Pernyataan tersebut disampaikan Gianni sebagai respons terkait isu Timnas Iran akan memboikot Piala Dunia 2026 yang bakal digelar di tiga negara yakni, Amerika Serikat, Meksiko dan Kanada pada 11 Juni hingga 19 Juli 2026.
Berdasarkan jadwal, Timnas Iran yang tergabung di Grup G bersama Selandia Baru, Belgia dan Mesir akan melakoni seluruh laga fase grup di Amerika Serikat.
- AP Photo/Frank Augstein
Meski saat ini Iran tengah berkonflik dengan Amerika dan Israel, Gianni menegaskan Trump tidak keberatan Alireza Jahanbakhsh cs mengikuti turnamen di AS.

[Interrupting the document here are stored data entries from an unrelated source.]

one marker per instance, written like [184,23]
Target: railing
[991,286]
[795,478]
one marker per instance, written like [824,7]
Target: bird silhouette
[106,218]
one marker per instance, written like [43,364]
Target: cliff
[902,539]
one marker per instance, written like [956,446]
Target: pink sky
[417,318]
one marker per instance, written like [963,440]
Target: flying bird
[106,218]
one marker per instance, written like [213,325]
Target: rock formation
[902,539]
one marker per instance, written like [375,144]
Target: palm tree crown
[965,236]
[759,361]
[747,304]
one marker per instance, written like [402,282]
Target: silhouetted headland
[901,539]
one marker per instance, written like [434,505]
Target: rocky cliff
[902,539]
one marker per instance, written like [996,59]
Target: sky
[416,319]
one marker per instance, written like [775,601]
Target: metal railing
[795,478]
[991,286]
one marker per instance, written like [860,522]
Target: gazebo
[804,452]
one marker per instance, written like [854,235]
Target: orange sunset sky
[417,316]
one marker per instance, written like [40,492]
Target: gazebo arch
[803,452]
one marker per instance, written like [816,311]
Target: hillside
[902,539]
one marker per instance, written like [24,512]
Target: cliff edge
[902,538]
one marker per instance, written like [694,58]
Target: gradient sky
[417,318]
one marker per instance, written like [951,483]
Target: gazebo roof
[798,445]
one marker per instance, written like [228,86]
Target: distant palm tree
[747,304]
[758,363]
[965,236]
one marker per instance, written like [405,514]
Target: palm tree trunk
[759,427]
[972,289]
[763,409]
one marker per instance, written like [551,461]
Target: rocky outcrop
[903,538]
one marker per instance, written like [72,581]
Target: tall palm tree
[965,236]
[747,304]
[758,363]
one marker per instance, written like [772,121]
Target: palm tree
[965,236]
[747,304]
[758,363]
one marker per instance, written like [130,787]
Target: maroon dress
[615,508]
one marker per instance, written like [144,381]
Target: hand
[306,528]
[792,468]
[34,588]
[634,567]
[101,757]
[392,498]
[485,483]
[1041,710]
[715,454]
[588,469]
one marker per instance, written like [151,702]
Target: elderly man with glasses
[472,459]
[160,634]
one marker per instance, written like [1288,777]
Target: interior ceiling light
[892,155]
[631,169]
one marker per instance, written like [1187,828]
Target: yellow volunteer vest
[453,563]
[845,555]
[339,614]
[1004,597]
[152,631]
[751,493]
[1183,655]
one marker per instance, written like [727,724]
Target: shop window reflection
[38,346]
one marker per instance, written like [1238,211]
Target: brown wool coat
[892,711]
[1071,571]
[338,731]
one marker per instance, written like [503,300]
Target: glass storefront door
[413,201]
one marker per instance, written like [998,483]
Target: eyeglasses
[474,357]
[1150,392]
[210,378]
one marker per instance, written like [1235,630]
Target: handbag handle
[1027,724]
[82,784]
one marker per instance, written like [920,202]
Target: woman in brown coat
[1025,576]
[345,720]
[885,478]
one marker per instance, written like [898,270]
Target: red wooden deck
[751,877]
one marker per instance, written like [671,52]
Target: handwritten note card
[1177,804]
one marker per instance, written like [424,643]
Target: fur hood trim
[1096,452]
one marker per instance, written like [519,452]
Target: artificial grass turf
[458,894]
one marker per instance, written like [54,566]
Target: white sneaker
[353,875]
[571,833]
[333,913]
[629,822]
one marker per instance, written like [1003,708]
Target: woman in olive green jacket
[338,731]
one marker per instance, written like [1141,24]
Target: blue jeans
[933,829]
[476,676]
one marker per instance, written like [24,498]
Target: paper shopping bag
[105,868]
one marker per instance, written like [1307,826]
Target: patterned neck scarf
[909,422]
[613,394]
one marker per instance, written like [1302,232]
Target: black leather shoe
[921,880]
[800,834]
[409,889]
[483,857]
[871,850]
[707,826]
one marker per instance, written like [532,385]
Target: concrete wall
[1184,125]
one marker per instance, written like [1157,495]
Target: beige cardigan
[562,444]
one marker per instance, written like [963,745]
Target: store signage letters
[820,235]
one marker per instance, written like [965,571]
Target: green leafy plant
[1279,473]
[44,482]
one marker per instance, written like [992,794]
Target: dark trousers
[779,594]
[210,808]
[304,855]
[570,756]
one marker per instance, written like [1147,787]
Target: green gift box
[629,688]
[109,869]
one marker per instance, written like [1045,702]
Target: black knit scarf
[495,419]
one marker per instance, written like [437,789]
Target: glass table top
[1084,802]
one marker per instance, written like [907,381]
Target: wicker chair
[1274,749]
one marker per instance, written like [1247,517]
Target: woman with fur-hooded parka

“Hari ini, saya bertemu Presiden Amerika Serikat, Donald Trump, untuk membahas status persiapan menjelang Piala Dunia 2026, serta meningkatnya antusiasme karena kami akan memulai turnamen tersebut hanya dalam 93 hari lagi,” kata Gianni Infantino melalui Instagram pribadinya, dikutip Rabu 11 Maret 2026.
Dia mengungkap telah menyampaikan kepada Trump bahwa Timnas Iran berhak main di Piala Dunia 2026 setelah lolos babak kualifikasi.
“Dalam pembicaraan tersebut, Presiden Trump menegaskan kembali bahwa Timnas Iran tentu saja dipersilakan untuk bertanding dalam turnamen yang akan digelar di Amerika Serikat,” ungkapnya.
Di tengah ketegangan geopolitik seperti saat ini, Gianni menegaskan Piala Dunia dapat menjadi tali pemersatu orang-orang dari berbagai negara.
“Saya juga dengan tulus berterima kasih kepada Presiden Amerika Serikat atas dukungannya. Sebab, ini sekali lagi menunjukkan bahwa sepakbola menyatukan dunia,” tutup presiden berusia 55 tahun ini.